By May 2018, after circulating a discussion paper and holding consultations throughout Saskatchewan’s 72 First Nations’ communities, the federation plans to release what Bear is calling a multifaceted suicide prevention strategy.

“We’re taking very calculated, evidence-based steps … and we want a plan that’s going to work for our people, by our people,” Bear says.

The resulting document will incorporate community-based solutions, including those suggested by youth. It will also be informed by the World Health Organization’s recommendations, and by Quebec’s suicide prevention strategy, which reduced the province’s overall youth suicide rates by half in just over a decade.

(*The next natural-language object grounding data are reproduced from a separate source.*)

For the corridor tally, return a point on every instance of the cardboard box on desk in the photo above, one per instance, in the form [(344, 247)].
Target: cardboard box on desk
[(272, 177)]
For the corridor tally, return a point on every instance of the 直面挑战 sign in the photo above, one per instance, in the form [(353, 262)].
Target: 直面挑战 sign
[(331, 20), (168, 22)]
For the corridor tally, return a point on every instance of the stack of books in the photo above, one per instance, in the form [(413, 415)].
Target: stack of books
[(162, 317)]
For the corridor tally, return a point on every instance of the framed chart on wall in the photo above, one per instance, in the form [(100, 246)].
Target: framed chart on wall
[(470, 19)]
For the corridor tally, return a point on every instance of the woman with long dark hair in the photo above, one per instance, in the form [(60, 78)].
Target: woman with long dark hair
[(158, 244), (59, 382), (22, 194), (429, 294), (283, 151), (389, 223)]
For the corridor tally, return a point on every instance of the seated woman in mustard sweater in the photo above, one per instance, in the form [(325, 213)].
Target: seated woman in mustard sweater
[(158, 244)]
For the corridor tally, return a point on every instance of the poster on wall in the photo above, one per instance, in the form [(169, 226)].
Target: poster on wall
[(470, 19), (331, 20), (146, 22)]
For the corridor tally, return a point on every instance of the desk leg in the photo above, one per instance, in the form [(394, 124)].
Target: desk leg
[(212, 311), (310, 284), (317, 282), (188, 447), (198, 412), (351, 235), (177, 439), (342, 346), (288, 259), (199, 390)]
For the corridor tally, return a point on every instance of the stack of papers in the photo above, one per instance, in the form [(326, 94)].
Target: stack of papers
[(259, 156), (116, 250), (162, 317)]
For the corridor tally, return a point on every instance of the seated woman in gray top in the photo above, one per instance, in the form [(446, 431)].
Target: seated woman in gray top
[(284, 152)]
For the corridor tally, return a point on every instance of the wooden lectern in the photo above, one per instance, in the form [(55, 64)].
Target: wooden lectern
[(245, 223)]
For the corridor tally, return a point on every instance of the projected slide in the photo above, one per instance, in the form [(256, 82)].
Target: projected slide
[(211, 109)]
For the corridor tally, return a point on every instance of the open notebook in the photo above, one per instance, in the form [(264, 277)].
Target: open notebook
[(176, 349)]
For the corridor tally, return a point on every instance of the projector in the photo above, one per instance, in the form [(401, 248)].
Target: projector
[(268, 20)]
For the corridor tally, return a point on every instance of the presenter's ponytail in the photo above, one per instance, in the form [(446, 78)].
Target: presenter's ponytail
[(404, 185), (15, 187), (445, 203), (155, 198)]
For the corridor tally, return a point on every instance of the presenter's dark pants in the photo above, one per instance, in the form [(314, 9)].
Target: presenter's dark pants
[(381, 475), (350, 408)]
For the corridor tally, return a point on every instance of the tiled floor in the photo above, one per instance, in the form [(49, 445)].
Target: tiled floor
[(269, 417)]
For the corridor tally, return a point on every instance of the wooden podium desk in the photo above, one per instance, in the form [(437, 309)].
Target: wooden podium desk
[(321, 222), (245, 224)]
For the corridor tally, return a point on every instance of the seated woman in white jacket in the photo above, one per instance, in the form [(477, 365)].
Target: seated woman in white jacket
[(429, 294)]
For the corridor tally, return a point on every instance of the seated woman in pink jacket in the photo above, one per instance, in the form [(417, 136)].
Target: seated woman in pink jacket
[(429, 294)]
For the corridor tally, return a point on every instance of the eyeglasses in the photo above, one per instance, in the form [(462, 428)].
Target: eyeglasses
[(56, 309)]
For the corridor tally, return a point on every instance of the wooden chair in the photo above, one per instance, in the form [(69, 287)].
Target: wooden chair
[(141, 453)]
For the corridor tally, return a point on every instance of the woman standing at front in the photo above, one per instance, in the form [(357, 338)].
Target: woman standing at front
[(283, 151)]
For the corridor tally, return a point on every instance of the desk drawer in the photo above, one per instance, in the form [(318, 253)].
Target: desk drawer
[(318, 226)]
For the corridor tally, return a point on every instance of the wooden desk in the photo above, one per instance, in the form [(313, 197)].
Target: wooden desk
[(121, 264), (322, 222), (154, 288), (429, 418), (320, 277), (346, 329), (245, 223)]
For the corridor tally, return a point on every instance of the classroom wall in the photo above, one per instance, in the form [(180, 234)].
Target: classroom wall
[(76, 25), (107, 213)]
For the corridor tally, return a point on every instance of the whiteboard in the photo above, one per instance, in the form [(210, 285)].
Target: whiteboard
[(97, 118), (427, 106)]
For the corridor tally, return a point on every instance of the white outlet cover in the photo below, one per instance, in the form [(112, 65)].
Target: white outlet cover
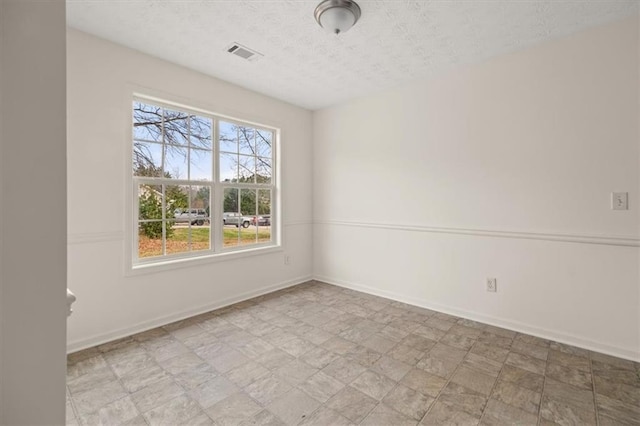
[(492, 285), (620, 201)]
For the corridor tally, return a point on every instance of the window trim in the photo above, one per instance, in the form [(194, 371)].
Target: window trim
[(216, 251)]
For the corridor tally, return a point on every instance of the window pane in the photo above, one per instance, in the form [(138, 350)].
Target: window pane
[(178, 238), (228, 137), (175, 162), (201, 132), (147, 122), (231, 200), (177, 202), (231, 237), (176, 127), (263, 143), (201, 200), (247, 169), (264, 201), (246, 140), (228, 167), (201, 165), (200, 237), (248, 234), (147, 159), (150, 202), (263, 170), (149, 247), (264, 216)]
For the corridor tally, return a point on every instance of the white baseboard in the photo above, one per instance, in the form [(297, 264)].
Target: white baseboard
[(80, 344), (490, 320)]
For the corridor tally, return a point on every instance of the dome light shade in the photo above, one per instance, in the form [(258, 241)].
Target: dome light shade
[(337, 16)]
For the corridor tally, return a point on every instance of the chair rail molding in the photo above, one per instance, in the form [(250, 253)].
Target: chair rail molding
[(611, 240)]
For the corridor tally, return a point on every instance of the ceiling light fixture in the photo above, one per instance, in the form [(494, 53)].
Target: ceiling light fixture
[(337, 16)]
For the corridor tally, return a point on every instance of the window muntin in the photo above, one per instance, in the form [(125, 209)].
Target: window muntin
[(192, 170)]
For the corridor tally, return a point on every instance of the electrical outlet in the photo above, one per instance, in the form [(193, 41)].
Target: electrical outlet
[(620, 201), (492, 285)]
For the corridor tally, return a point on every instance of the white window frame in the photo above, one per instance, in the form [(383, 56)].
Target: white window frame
[(216, 251)]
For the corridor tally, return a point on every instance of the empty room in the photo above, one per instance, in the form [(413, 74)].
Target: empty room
[(334, 212)]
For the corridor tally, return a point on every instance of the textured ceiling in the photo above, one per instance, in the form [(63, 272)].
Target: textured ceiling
[(394, 42)]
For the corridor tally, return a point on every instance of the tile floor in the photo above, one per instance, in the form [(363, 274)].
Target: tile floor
[(317, 354)]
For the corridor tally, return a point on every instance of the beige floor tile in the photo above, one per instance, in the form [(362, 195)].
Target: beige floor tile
[(405, 353), (352, 404), (418, 342), (383, 415), (293, 407), (116, 412), (516, 396), (392, 368), (246, 374), (233, 409), (563, 412), (463, 399), (569, 375), (274, 359), (474, 380), (139, 379), (196, 376), (297, 346), (620, 411), (498, 413), (569, 360), (92, 400), (536, 351), (321, 386), (263, 418), (444, 414), (424, 382), (522, 378), (457, 341), (408, 402), (373, 384), (344, 370), (176, 411), (526, 362), (439, 366), (267, 388), (484, 365), (295, 372), (616, 390), (319, 357), (91, 380), (324, 416), (364, 356), (215, 390)]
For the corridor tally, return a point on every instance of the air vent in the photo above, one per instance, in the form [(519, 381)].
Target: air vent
[(243, 52)]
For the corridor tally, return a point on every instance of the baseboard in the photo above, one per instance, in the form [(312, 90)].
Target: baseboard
[(490, 320), (78, 345)]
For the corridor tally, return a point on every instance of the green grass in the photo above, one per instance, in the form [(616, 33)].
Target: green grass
[(179, 241)]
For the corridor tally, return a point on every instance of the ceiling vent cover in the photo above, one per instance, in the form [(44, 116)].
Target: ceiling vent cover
[(243, 52)]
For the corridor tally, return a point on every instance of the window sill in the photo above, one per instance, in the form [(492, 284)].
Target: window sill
[(172, 264)]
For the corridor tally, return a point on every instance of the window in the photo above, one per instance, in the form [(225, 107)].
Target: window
[(202, 184)]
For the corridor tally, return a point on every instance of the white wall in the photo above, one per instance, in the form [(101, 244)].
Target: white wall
[(101, 79), (33, 217), (502, 169)]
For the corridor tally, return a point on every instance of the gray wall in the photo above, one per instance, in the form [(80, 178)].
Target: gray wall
[(33, 217)]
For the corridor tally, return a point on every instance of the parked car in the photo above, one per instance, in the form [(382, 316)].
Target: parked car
[(192, 216), (264, 220), (233, 218)]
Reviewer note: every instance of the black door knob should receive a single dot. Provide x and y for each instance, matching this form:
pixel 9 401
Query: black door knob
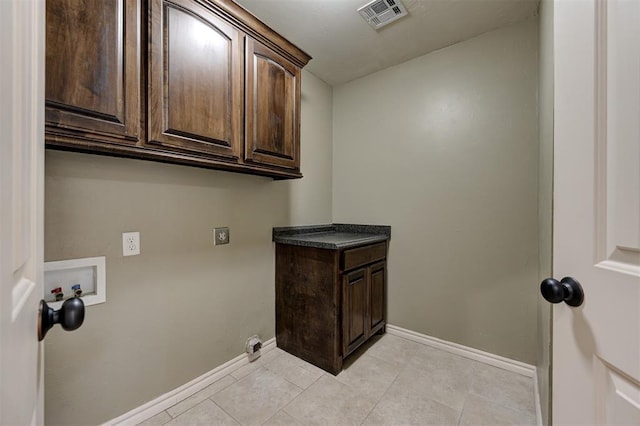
pixel 567 290
pixel 70 316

Implementing the strategy will require coordination and financial resources from both the federal and the provincial government, said Bear. Improving the lives of First Nations’ youth will also require addressing the social determinants of health and the economic disparities they face. It is also critical to get to the root causes of suicide, including the sexual abuse of children, “in a meaningful way, which is going to take meaningful resources,” said Bear.

Bear’s vision is to end the suicide crisis, so future generations won’t have to experience such crippling losses. She hopes the strategy will bring some hope to the communities, particularly those in Northern Saskatchewan, who have been devastated by suicide. “Our people are the poorest of the poor. What hope do we give our people when we look at a strategy and those kinds of things are not addressed?”